For Den context-stage or forwarding changes, use the destination checks above.
## Coding Style & Naming Conventions
Use two-space indentation and standard Nix attrset formatting. Prefer small `let` bindings, lowerCamelCase local names, and lowercase file names such as `sops-password.nix`. Match the surrounding module style instead of reformatting unrelated code.

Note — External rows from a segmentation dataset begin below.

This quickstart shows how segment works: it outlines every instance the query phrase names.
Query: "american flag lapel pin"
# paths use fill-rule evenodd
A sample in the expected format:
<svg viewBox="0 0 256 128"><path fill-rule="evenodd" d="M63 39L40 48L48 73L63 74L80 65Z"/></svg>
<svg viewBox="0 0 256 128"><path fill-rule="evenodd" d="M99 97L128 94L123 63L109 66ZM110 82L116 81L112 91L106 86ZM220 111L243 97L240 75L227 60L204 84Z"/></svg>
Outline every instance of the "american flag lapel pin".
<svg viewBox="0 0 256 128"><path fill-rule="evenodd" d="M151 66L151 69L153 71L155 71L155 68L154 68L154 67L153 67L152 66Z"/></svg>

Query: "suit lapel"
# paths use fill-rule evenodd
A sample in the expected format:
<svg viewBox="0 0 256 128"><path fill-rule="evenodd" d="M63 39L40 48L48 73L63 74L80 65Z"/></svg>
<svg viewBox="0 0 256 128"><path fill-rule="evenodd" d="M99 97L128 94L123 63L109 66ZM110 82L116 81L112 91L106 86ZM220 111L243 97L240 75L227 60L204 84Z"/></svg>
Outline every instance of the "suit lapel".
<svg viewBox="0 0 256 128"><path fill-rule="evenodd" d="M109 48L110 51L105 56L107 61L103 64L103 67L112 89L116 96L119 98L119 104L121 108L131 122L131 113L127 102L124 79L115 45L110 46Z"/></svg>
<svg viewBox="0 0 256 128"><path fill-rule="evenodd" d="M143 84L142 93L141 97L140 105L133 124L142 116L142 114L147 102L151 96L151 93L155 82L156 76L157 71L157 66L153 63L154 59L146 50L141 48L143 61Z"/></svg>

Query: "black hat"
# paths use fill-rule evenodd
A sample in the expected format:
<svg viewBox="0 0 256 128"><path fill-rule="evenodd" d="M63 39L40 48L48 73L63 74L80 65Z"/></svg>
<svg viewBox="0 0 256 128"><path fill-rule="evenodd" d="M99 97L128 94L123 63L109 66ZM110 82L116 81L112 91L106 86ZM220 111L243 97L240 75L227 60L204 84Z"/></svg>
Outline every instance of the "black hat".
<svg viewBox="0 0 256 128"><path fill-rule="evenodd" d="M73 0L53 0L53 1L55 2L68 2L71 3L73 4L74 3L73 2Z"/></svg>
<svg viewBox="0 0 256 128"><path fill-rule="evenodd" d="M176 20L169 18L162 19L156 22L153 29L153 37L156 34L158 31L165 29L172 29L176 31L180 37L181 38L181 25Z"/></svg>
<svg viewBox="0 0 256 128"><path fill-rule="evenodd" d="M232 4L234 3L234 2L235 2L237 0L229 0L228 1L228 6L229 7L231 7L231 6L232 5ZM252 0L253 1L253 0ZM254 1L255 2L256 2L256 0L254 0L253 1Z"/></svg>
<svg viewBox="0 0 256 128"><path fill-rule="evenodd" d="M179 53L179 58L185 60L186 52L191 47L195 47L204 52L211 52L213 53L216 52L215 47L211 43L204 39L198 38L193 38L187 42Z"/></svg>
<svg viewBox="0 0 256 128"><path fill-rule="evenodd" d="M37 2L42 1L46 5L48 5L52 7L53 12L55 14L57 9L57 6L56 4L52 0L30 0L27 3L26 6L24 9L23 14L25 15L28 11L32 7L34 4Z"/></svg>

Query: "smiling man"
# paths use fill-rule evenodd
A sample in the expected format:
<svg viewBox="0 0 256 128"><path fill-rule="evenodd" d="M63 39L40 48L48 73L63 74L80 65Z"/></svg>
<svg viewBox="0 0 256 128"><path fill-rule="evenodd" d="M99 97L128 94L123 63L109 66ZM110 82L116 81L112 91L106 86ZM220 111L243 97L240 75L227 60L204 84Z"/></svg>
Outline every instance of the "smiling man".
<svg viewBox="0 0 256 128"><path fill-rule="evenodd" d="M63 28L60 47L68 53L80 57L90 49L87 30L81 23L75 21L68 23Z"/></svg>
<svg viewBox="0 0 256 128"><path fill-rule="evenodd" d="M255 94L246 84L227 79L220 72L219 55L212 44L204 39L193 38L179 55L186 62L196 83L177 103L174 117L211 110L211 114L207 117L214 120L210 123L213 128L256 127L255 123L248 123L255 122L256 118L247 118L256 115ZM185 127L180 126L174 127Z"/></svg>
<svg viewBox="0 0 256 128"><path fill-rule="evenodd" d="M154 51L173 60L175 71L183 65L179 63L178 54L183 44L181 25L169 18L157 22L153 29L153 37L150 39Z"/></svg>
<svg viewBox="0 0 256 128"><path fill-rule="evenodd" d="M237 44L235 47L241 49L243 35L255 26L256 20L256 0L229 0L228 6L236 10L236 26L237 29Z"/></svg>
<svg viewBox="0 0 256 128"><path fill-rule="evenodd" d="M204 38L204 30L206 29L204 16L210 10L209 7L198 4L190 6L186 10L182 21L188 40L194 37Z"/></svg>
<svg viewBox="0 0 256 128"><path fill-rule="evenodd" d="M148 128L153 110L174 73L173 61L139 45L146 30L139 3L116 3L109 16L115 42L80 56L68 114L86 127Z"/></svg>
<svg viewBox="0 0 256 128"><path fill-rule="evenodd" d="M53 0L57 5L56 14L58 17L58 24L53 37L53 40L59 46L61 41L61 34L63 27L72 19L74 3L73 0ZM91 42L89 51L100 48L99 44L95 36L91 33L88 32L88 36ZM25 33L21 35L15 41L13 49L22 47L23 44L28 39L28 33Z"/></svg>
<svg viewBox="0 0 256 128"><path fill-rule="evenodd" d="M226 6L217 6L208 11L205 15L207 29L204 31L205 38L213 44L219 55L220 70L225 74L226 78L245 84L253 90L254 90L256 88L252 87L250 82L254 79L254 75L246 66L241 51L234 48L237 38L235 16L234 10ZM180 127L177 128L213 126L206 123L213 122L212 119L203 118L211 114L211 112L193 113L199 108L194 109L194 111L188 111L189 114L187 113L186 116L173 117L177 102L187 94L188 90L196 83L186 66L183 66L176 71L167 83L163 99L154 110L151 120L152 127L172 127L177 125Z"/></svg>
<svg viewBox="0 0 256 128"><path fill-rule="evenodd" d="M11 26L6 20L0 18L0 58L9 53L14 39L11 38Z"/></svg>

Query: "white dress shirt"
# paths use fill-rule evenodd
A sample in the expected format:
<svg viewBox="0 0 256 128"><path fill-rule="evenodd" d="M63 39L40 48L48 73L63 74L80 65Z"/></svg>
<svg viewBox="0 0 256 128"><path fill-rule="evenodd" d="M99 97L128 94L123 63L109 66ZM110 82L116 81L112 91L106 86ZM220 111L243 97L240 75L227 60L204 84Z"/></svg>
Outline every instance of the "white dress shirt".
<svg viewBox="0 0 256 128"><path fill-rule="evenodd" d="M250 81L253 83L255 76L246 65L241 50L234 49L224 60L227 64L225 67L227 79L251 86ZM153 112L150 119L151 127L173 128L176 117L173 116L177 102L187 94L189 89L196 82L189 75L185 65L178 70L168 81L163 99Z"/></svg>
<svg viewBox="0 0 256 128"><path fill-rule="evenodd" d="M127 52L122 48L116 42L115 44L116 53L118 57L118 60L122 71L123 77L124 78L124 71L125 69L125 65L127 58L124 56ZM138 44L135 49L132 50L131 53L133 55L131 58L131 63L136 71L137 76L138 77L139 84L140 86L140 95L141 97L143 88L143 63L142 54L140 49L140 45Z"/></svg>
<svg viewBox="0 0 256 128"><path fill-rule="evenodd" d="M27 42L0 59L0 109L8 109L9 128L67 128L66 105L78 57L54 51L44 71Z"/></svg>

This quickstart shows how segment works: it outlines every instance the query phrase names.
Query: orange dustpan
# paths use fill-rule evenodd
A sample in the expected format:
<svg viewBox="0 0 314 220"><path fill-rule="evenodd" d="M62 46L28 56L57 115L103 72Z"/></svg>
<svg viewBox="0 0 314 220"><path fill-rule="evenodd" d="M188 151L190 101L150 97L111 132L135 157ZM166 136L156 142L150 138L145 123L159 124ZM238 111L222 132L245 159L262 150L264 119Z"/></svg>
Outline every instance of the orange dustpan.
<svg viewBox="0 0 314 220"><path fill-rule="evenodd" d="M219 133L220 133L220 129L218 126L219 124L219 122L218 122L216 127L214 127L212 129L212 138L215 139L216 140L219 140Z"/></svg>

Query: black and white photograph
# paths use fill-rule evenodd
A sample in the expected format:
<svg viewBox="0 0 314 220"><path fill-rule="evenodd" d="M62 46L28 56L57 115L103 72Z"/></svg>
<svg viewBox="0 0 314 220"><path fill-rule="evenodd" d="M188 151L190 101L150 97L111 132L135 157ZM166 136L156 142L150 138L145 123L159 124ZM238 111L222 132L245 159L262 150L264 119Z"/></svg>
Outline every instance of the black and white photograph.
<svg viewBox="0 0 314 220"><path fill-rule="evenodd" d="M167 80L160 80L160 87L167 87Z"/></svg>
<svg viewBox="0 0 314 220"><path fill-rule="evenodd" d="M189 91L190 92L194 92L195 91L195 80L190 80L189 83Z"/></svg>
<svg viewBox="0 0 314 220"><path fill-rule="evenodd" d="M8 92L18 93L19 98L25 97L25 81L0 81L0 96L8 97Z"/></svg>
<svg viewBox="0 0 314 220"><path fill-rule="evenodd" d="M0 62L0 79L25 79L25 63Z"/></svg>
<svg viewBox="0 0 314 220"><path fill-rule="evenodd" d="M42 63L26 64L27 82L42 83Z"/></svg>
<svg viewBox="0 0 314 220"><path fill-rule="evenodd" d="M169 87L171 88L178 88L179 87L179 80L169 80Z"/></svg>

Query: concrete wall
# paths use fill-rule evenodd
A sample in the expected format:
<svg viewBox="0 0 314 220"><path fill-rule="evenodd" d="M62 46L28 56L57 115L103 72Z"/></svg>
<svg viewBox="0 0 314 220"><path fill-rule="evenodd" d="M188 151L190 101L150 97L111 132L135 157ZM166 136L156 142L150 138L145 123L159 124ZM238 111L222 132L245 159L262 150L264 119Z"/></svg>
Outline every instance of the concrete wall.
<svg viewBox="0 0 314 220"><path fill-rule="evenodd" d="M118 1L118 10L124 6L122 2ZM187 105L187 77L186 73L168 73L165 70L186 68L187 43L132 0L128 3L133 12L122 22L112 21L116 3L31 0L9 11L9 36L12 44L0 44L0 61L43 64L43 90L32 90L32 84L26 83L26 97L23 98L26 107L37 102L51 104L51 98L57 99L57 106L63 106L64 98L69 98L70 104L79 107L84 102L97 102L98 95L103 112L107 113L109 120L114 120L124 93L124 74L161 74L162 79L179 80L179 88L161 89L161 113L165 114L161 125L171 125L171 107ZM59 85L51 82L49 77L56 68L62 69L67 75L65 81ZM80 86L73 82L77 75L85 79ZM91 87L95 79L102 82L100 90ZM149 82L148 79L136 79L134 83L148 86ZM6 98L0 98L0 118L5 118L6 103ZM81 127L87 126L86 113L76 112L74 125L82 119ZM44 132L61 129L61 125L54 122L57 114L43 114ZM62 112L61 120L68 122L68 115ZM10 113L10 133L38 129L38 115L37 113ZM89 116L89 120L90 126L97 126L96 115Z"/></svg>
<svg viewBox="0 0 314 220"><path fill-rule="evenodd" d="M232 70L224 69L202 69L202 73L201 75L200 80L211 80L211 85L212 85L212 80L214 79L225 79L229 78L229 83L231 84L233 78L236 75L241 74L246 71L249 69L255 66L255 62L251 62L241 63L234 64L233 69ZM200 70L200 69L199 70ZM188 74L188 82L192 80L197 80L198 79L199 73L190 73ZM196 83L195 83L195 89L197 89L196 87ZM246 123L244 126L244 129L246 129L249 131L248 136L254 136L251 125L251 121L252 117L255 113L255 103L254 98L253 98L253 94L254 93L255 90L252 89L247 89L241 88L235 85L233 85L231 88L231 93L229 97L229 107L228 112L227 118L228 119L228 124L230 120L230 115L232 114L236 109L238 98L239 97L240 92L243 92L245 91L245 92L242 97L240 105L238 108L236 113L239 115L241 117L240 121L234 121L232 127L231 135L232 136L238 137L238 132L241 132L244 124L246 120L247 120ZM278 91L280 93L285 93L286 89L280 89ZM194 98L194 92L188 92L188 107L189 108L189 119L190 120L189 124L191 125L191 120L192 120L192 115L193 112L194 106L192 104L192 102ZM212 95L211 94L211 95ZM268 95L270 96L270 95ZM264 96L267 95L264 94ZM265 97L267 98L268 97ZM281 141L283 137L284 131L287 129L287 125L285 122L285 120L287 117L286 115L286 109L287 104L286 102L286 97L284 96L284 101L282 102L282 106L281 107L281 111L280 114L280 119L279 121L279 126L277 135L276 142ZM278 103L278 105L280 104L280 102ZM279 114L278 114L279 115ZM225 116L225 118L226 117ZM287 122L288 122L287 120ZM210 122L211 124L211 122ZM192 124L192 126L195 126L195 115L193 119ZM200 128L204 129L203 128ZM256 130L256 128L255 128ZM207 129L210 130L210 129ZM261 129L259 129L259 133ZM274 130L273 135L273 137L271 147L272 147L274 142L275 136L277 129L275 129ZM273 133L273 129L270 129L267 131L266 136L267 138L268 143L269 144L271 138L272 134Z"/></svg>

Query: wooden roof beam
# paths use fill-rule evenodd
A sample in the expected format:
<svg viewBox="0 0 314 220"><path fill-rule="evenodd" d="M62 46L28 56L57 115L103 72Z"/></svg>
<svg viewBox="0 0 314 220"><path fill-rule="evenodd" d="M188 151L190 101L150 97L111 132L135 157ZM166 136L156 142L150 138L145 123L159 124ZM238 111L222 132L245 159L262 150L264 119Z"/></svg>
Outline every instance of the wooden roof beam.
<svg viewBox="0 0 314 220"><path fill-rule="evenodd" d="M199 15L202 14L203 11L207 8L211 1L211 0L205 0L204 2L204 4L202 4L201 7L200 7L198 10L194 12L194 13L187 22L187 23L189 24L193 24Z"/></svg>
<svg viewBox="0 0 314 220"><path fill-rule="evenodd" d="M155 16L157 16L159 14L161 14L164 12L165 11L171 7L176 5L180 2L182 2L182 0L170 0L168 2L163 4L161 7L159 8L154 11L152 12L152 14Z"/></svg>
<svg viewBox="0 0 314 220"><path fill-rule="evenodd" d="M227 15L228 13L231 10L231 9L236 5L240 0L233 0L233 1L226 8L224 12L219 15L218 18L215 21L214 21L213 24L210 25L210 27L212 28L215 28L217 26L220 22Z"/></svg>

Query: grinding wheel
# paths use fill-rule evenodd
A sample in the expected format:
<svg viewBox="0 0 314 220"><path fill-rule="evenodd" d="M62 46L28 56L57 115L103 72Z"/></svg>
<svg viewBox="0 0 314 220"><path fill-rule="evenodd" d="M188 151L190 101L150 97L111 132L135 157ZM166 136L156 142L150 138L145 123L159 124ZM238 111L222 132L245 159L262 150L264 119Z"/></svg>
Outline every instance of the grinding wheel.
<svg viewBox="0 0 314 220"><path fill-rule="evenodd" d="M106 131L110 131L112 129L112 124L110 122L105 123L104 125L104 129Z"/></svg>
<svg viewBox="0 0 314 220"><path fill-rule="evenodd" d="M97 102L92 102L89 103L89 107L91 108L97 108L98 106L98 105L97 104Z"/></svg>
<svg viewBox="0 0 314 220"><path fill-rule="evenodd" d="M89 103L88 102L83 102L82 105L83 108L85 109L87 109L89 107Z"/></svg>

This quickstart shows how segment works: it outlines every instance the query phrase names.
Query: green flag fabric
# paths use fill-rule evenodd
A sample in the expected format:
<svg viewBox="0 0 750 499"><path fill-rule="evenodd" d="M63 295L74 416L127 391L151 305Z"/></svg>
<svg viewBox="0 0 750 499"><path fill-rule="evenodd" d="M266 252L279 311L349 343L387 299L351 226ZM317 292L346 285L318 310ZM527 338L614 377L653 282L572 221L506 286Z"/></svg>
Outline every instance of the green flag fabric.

Prefer Den composition through `includes`; avoid host-specific duplication when a reusable aspect or bundle aspect is clearer.
Keep the configuration aspect-first. When a class fragment must cross context boundaries, express that through an explicit forwarding mechanism instead of relying on implicit host/user propagation.
## Commit
Follow the history style: short imperative subjects, optionally with a conventional prefix, for example `refactor: restructure openssh config`. Keep each commit focused on one concern.
## Security & Configuration Tips
Never commit plaintext secrets. Add or update secrets through `modules/secrets/secrets.yaml` and reference them via `config.sops.secrets.<name>.path`. Be explicit about firewall, SSH, disk, boot, or firmware changes; those are the highest-risk edits here.